My findings suggest that bro culture in the workplace is a definite factor in determining why women decide to leave their IT positions. The findings are generally consistent with previous reports of factors that have been shown to have a major effect on the work-life quality of women, such as hostile work culture, social exclusion and isolation, and conflict between long hours and rewarding heroics-style work practices (Williams, 2015).

IT organizations can use these insights to help address women’s concerns regarding bro culture in IT and potentially reduce voluntary turnover of women; implement policies to address organizational cover up; and increase workforce diversity.

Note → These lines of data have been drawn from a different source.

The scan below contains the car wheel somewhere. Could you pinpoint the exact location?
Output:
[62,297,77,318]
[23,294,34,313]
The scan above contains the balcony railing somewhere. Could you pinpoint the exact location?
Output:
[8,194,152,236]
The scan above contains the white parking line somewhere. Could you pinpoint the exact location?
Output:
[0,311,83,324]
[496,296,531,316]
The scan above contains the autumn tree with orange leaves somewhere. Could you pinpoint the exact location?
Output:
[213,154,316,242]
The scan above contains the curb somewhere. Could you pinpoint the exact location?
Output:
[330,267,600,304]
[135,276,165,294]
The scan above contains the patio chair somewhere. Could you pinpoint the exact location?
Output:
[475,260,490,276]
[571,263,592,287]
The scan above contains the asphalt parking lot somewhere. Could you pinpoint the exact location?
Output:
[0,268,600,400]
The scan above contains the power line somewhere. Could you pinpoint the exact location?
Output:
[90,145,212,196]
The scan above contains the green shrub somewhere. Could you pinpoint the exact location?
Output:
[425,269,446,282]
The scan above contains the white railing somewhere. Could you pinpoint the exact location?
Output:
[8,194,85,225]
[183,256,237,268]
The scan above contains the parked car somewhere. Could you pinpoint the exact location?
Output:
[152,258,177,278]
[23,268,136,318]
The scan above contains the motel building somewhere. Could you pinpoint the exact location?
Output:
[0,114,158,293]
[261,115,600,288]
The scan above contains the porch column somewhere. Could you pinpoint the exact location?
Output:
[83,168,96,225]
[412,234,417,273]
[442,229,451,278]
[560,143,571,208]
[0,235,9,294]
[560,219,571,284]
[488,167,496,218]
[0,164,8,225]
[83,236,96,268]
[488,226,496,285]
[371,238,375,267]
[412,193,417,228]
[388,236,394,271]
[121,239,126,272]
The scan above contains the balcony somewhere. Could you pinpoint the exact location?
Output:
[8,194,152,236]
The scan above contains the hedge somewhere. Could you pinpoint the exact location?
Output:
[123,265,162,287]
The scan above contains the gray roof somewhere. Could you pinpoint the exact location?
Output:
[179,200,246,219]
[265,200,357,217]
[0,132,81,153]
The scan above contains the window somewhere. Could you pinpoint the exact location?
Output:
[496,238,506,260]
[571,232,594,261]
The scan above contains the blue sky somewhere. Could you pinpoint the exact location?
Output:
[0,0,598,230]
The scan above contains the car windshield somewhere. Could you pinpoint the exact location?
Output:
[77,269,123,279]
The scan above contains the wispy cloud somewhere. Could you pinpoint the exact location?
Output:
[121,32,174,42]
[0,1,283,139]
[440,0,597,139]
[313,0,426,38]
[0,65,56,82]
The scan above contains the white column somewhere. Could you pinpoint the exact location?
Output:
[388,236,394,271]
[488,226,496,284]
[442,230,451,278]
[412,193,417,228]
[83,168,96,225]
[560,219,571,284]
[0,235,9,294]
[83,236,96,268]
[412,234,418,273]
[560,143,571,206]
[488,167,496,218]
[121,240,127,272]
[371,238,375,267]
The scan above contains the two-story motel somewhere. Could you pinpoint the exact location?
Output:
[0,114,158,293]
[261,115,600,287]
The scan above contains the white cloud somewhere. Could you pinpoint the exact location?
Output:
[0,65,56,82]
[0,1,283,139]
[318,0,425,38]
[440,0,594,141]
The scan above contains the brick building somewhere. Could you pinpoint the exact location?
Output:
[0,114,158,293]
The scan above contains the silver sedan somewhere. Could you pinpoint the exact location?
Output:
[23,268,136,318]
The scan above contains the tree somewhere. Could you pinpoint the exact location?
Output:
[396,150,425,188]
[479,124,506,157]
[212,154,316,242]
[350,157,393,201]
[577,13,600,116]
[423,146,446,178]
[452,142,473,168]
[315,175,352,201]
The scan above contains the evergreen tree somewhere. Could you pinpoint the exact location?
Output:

I used qualitative data analysis to provide rich data for examining the little-understood bro culture phenomenon. I used the causal mapping research tool. I conducted semi-structured interviews with 35 women, and based on the interviews, I created causal maps depicting the effects of bro culture on women’s decisions to move from one company to another or to leave the technology field altogether. Based on the factors women most frequently associate with bro culture, defined its meaning.

This study provides several contributions. First, it offers a definition of bro culture that is based on data. Second, it demonstrates the effect of bro culture on job attrition, thus adding it to the constelation of other factors that contribute to job attrition of women in IT. Third, it offers support for existing known factors affecting attrition of women in IT. In addition to these, two surprising findings emerged from this study. The first one is that women see bro culture as limited to a specific company, as opposed to the industry as a whole. The second one is that while significantly fewer in numbers, some women engage in bro culture-like behavior, including bullying and harassing other women.